Revue Les Livres de Jacob d’Olga Tokarczuk – l’histoire d’un messie | Olga Tokarczuk

u cours du XVIIIe siècle, dans les régions frontalières entre l’Ukraine actuelle et la Pologne, un mouvement religieux extraordinaire est né. C’était une hérésie juive inventée par un homme appelé Jacob Frank – « la figure la plus hideuse et la plus étrange de toute l’histoire du messianisme juif », selon l’universitaire israélien Gershom Scholem. Frank a affirmé que la fin des temps était arrivée et que la moralité conventionnelle devait être bouleversée.
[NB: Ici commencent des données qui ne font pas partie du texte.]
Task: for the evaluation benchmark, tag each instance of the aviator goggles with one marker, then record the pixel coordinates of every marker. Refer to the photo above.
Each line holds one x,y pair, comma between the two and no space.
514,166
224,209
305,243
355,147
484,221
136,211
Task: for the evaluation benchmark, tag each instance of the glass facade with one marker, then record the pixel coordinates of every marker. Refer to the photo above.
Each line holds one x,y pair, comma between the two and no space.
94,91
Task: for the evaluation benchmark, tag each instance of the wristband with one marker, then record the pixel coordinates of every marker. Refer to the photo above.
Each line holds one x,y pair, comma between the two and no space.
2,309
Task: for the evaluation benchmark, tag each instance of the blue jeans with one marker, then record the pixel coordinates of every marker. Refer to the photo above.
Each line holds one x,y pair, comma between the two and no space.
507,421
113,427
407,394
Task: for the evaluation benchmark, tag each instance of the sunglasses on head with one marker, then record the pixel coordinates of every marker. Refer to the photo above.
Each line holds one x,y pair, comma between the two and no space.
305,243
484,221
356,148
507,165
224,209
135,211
Il s’est vanté de souiller la Torah avec ses fesses nues, a encouragé ses disciples à briser toutes sortes de tabous sexuels et alimentaires et a finalement persuadé beaucoup d’entre eux de se faire baptiser dans l’église chrétienne. Ses nombreux disciples l’ont adoré comme un prophète et ont écrit ses visions et ses déclarations dans un livre intitulé Les Paroles du Seigneur.. Exemple d’extrait : « Dans un rêve, j’ai vu une très vieille femme de 1500 ans. Ses cheveux étaient blancs comme neige ; elle m’a apporté 2 ceintures d’argent et une saucisse valaque. Je lui en ai acheté un et j’ai volé l’autre.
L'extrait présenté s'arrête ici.